I was sitting with my friend Hailey recently, sipping some coffee...well, actually, mine was vanilla chai, her's was coffee.
We were in the library at Oshkosh and she was studying for an biology exam.
I love the library at Oshkosh. The room hums with the sound of computers (Macs and PCs alike) all working simultaneously, it's a comforting drone that envelops me. The colors are warm; even when its cold outside the computer lab is always nice and cozy.
Plenty of comfy chairs are disbursed throughout the entire area, and in them one can find an abundance of poor, starving college students, some with shoes some without, some wearing slippers.
Some are dressed to a hilt, in anticipation of the night that will follow after they have put in their time; the majority however, are in comfy clothes, sweats, hoodies, and hair looking like they've just rolled out of bed. Or perhaps they know that this room will, in fact, be the closest they will come to bed, judging by the massive load of homework they have put off until this moment.

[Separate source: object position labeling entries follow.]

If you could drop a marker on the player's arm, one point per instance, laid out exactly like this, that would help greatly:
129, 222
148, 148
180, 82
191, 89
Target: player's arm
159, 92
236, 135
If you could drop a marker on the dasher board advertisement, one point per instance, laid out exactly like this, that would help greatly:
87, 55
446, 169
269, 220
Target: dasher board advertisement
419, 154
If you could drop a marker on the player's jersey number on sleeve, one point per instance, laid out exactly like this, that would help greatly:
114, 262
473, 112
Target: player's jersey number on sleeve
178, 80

They are here for the long haul.
I like the ambiance the library gives off. It is an air thick with knowledge mingled with stress, fatigue and learning. The hours that are poured into books in the pursuit of the ever elusive answers to each new set of questions.
I love it.
I am no scientist.
Hailey, however, is brilliant. She started telling me about how cool bugs are, which I heartily disagreed with; then she showed me her bio book, complete with pictures of the little buggers (pun intended), and my newest learning experience began.

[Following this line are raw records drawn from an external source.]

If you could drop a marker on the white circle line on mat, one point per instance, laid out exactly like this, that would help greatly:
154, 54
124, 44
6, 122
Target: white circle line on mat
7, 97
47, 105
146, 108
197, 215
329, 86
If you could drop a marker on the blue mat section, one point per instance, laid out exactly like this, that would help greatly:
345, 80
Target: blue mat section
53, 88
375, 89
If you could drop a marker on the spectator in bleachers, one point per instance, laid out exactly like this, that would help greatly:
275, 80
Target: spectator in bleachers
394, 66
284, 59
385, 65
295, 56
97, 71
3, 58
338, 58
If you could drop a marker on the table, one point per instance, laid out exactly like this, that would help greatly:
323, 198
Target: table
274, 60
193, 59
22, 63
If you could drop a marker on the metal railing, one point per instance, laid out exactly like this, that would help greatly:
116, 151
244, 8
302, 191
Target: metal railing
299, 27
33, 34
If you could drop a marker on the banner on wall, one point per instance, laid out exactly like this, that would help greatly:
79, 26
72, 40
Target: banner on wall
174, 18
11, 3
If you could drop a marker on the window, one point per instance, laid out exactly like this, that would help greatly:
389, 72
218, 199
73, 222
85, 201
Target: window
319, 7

She started telling me about flies and how their bodies are covered in tiny hairs that sense and detect motion. When the air moves around them, these hairs vibrate within the core of the fly and it knows danger is potentially imminent.
I always wondered how they were able to dodge the towels and fly swatters, it's like they had help!

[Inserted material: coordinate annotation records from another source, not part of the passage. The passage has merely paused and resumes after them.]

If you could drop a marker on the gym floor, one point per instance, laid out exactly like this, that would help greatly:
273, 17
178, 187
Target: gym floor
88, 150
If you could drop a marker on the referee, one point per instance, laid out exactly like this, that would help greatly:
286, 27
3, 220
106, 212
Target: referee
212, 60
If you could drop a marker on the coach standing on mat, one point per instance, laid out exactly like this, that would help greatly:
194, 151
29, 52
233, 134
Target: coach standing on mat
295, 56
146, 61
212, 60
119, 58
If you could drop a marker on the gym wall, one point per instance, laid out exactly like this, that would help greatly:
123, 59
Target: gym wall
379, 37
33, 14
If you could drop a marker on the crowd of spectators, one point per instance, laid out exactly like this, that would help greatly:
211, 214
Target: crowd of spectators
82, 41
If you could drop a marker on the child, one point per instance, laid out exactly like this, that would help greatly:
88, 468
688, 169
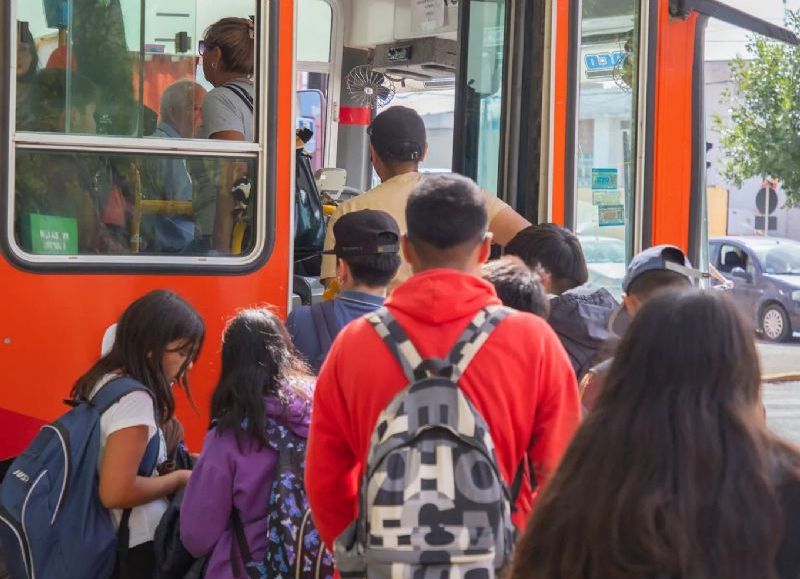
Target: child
261, 377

Oh, and they have segmented eyes, which enable them to look everywhere without moving. Even though I myself am not partial to bugs, I had to admit that this fact is pretty badass.
Their antennae are short to reduce the drag and to make flight possible, and the halteres serves to balance the insect during flight.
Even a bug as simple as a fly, an insect that annoys the crap out of me on hot summer days and won't leave my damn burger alone, can be complex and beautiful. Who knew?
The intricacy of it all leaves me speechless. The way that flies have been equipped with just the things they need to survive.
As I casually perused Hailey's bio book, I began to feel a sense of great peace, which is something that I have certainly never felt in a science class before. I think it was the fact that, in taking a closer look at the smallest, most insignificant insect one can find a design, a detail and care that is unmatched.
In that moment I felt that care deep within, and the reality that you and I are not alone in this life warmed me inside. It's almost as if the creator of all was holding me in His hand and saying, 'You are fearfully and wonderfully made, I have been with you from the beginning, and I'm not letting go...' It was true, and real and beautiful.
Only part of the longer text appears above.